Since it would not be entirely relevant to build recommendations for an entire dataset of 777 books based on a community breakdown, I decided to choose one subgroup - a specific category of books.
Let’s examine the available data on “what other ‘shelf’, category this book is often assigned to” (popular_shelves.3.name), which is where the “marvel” category is found.
books_net_info_check2 = books_net_info_copy %>% group_by(popular_shelves.3.name) %>% summarize(number_of_books_per_category=n()) %>% arrange(desc(number_of_books_per_category)) %>% rename("Category" = popular_shelves.3.name,"N_books" =number_of_books_per_category)
books_net_info_check2
## # A tibble: 41 × 2
## Category N_books
## <chr> <int>
## 1 graphic-novel 232
## 2 fantasy 96
## 3 marvel 52
## 4 horror 46
## 5 graphic-novels 43
## 6 currently-reading 42
## 7 comics 39
## 8 batman 34
## 9 cómics 30
## 10 favorites 28
## # ℹ 31 more rows
There are 52 books in the “marvel” category - a sufficient number to analyze.
# initial graph
comics_marvel = comics_net
# Filtering data in the dataset by "marvel" category
books_net_info_2 = books_net_info_copy %>% filter(popular_shelves.3.name=="marvel")
# Remove unnecessary vertices from the graph
V(comics_marvel)$category = books_net_info_copy$popular_shelves.3.name
comics_marvel1 =delete.vertices(comics_marvel, V(comics_marvel)$category != "marvel")
# Add ID
V(comics_marvel1)$book_id = books_net_info_2$book_id
In order to reliably answer the recommendation question, we need to use the betweenness centrality measure.
The betweenness centrality measure denotes how many shortest paths pass through a point.
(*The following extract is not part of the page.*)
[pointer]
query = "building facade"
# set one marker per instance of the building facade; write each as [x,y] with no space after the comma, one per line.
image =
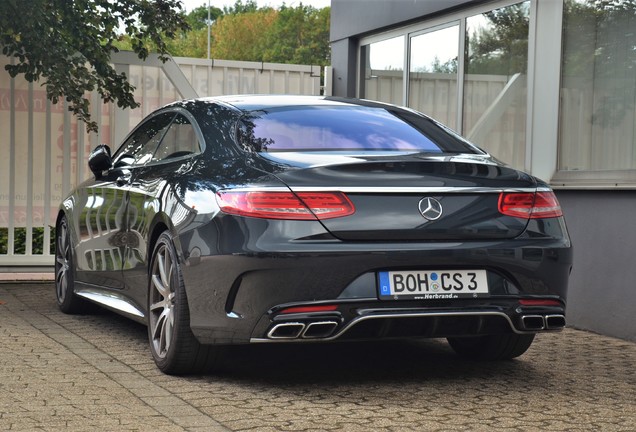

In this case, where the links between nodes are “similarity of book scores”, the highest value of betweenness will indicate the most average score between two unrelated or poorly related groups of books, and the lowest values will have the most extraordinary scores. Let’s say if we have a group of books with scores between 3 and 3.2, and we also have another group with scores between 3.6 and 3.8, the book with a score of 3.4 will have the highest betweenness among these nodes (if it has a connection to both groups). The larger the groups and the smaller (up to 1) such bridge nodes are, the more betweenness a node acting as a bridge has.
Thus, nodes with a large value of betweenness will signal that this comic can be recommended to more than one group, and nodes with a small value - on the contrary, that this comic can be recommended to no more than one group.
marvel_betw = books_net_info_2 %>%
transmute(book_id,
betw = betweenness(comics_marvel1)) %>%
arrange(desc(betw)) %>% rename("Book ID" = book_id, "Betwenness"=betw)
head(marvel_betw)
## Book ID Betwenness
## 1: 4645370 119.0
## 2: 23017961 89.0
## 3: 25066770 87.0
## 4: 17899546 60.0
## 5: 59962 48.5
## 6: 31981 18.0
plot(comics_marvel1,
vertex.size=0.2*betweenness(comics_marvel1),
vertex.label = V(comics_marvel1)$book_id,
vertex.label.cex = 0.8)
Only 9 comics out of 52 have a betweenness value not equal to zero. This means that the graph is extremely heterogeneous.
Also, we can use the closeness centrality measure. The closeness centrality measure indicates which nodes are closest to other nodes. In other words, the number of steps it takes to get from one node to another will play the biggest role here. Closeness in this case will depend on which estimates were the most common. The most common estimates in the entire network have the highest closeness - since the more points that are the fastest to get to from a given point - the greater the closeness. The fewest estimates have the smallest closeness - from them the path to the largest number of estimates will be the largest.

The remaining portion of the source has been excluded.